Materials and Methods
Search strategy
Genetic association publications published before the end of November 15, 2016 on CHD and polymorphisms in VEGFA gene were retrieved through a search of PubMed and EMBASE online databases with keywords: (vascular endothelial growth factor-A or VEGFA) and and (polymorphism or variant or SNP) and (coronary artery disease or CAD or coronary heart disease or CHD or myocardial infarction or MI). All bibliographies cited in eligible publications, reviews and meta-analysis were examined to retrieve the potential publications.

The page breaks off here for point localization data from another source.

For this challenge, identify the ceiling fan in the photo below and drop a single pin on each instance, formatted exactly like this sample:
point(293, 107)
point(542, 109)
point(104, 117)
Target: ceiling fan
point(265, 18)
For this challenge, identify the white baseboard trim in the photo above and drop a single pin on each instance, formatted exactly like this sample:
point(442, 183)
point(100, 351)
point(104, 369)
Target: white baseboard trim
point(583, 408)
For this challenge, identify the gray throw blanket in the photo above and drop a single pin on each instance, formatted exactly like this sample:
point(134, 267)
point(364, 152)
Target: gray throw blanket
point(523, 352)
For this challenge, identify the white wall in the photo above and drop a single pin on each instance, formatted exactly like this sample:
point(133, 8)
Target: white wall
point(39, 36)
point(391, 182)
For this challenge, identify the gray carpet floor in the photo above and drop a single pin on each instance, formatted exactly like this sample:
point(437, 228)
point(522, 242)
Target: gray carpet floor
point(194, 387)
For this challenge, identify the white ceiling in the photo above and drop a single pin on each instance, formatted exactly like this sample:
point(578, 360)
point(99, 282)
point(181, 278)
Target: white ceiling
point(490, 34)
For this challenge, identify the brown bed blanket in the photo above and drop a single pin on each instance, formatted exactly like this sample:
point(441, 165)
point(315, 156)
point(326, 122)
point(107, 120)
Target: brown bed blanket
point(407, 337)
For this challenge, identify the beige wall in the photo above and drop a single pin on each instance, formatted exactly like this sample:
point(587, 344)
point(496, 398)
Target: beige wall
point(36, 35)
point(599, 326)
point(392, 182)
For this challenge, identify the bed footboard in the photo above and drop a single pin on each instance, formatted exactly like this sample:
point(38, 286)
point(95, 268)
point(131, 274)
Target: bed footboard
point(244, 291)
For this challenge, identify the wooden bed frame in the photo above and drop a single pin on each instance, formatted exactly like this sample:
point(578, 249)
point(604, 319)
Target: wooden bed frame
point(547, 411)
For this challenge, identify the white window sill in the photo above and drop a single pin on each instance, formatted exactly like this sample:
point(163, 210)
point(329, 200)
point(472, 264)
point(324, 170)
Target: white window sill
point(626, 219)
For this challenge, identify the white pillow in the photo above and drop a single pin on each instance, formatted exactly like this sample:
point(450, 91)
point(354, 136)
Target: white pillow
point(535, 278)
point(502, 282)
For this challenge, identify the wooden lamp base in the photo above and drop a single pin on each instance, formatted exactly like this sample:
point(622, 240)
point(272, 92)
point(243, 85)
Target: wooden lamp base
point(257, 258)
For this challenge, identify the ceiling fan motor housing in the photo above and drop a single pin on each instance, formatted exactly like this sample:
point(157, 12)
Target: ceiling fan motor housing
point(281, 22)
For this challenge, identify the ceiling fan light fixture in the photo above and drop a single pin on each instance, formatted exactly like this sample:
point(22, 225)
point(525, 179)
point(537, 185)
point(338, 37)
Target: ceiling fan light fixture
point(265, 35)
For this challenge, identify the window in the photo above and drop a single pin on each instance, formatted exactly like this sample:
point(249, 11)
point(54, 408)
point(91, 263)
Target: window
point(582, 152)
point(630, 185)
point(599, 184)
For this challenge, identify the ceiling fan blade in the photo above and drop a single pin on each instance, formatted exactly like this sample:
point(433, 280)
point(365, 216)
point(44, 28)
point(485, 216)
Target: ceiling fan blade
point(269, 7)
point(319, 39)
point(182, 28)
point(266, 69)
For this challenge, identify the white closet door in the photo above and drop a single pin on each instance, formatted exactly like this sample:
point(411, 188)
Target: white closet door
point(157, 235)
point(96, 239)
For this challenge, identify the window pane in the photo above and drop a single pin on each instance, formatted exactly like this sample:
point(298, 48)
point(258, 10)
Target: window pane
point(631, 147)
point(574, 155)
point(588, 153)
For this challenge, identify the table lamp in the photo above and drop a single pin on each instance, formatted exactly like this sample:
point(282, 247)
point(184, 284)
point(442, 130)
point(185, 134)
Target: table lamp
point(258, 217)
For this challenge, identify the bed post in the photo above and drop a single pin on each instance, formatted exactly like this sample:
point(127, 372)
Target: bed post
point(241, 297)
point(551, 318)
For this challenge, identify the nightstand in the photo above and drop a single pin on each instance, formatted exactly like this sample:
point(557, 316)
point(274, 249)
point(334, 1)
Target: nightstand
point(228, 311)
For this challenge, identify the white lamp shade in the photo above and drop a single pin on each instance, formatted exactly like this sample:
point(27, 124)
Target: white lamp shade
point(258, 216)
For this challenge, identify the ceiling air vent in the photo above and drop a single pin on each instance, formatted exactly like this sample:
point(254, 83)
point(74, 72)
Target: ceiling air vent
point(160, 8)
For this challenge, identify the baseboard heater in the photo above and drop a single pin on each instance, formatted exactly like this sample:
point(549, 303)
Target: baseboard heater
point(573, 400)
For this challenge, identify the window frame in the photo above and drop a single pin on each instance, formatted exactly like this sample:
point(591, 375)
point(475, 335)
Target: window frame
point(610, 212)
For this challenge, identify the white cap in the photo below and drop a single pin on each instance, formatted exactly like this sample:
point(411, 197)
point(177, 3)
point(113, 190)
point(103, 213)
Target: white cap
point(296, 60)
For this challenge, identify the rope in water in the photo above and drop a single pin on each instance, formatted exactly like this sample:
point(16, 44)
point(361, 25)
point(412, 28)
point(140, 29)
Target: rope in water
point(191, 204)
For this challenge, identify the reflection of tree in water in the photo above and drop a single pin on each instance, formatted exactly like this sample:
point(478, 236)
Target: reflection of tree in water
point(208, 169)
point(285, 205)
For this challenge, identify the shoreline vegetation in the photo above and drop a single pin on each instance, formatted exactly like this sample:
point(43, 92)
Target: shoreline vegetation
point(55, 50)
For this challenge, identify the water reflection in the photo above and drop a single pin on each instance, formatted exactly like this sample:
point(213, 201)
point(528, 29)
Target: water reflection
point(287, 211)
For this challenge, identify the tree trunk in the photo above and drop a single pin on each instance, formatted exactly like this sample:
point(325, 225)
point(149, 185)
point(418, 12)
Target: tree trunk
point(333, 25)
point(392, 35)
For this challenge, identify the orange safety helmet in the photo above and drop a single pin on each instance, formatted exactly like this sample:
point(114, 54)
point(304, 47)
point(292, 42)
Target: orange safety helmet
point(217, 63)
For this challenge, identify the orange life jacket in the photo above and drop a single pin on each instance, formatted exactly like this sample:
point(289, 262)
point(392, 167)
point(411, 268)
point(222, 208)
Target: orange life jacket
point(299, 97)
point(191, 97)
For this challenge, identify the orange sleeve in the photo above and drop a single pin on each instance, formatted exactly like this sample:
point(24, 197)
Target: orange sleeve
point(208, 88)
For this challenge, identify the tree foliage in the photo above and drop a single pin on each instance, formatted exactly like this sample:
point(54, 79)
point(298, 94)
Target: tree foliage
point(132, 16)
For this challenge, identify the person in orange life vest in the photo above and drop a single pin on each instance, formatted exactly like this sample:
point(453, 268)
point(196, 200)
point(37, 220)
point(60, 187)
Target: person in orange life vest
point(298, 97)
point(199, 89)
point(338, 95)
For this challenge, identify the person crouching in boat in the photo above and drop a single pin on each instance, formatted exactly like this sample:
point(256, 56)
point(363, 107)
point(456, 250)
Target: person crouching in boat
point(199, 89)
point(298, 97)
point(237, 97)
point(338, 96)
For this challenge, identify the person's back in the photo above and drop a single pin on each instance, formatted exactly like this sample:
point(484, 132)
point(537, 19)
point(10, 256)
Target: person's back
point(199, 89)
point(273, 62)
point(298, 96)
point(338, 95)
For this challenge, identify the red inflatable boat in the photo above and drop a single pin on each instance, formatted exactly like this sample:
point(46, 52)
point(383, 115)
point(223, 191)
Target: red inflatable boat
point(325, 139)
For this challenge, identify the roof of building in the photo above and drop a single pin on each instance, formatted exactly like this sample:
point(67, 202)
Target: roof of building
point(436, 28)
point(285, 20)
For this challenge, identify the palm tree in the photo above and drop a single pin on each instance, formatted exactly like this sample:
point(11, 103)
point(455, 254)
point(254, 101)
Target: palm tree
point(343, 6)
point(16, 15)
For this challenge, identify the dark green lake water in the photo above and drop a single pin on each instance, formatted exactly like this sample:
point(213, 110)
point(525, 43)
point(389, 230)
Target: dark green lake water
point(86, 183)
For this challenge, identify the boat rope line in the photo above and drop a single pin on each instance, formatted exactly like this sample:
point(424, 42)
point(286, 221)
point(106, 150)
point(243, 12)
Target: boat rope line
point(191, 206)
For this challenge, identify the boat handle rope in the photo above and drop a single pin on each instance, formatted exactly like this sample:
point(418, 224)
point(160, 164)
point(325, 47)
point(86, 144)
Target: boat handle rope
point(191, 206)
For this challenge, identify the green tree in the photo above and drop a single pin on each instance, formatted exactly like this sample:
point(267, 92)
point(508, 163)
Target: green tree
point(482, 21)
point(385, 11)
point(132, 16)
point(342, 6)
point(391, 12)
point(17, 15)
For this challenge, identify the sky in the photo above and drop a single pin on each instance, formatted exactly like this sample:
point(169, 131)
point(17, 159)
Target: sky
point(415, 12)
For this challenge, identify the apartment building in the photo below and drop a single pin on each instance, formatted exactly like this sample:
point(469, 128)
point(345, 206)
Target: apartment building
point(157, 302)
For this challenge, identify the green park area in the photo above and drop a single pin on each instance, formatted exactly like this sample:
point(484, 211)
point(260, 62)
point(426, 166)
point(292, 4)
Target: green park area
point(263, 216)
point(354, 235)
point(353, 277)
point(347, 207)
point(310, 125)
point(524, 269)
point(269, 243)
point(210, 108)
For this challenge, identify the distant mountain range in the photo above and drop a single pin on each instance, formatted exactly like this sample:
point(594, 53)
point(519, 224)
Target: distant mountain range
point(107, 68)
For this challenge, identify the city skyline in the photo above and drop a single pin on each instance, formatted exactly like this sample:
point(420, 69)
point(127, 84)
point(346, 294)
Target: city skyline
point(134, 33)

Inclusion and exclusion criteria
The major criteria of eligible studies were: (a) studies focused on the relationship of VEGFA rs699947 C > A, rs3025039 C > T and rs2010963 G > C polymorphisms with CHD risk; (b) sufficient data were presented to determine the odds ratios (ORs) with their 95% confidence intervals (CIs) and P value, and (c) the genotyping method, equipment, and protocols used or provided reference were described in publication. Accordingly, publications providing insufficient data, CHD treatment, not case-control design, overlapping data, reviews and meta-analysis were excluded.
Data extraction
Two authors (Y. Wang and Q. Huang) reviewed and collected information independently from eligible studies in accordance with the major criteria for inclusion and exclusion mentioned above. The following data: the surname of first author, year of publication, country, ethnicity of the participants, type of CHD [myocardial infarction (MI) or non-MI], genotyping method as well as allele and genotype frequencies, were entered into a database. In case of conflicting evaluations, disagreements over study/data inclusion were resolved by a discussion among all reviewers.
Quality assessment
The Newcastle-Ottawa Quality Assessment Scale was harnessed to assess the quality score of the eligible studies. And scores ≥ 7 stars were considered as high-quality study [15].
Statistical analysis
A Goodness-of-fit chi-square calculator (http://ihg.gsf.de/cgi-bin/hw/hwa1.pl) was used to examine the deviation from HWE in controls. The strength of correlation between SNPs in VEGFA gene and CHD risk was assessed by ORs with the corresponding 95% CIs. Type of CHD (MI or non-MI) and ethnicity were considered as characteristics for evaluation of potential heterogeneity. Ethnicity group was defined as Asians and Caucasians. We used Chi-square based I2-statistic test and Q statistical test to analyze the potential heterogeneity among the studies. P < 0.10 or I2 > 50% indicates high heterogeneity, random-effects model (the DerSimonian and Laird method) was used to calculate the pooled ORs and CIs [16]; otherwise, the fixed-effects model (the Mantel-Haenszel method) was used [17]. Funnel plots and Egger’s regression test were harnessed to diagnose the potential publication bias [18], and a P < 0.1 was defined as statistical significance. Sensitivity analysis, which assessed the influence of each independent study on the pooled ORs with their corresponding 95% CIs, was also carried out to evaluate the stability of our results. All P values were defined as two-sided at the P = 0.05 level. All data analysis was performed with Stata 12.0 software for windows (Stata Corporation, College Station, TX).
conflicts of interest
There is no conflict of interest.
Grant Support
This study was supported by Fujian Province health department fund for innovation in medicine (2007-CX-16).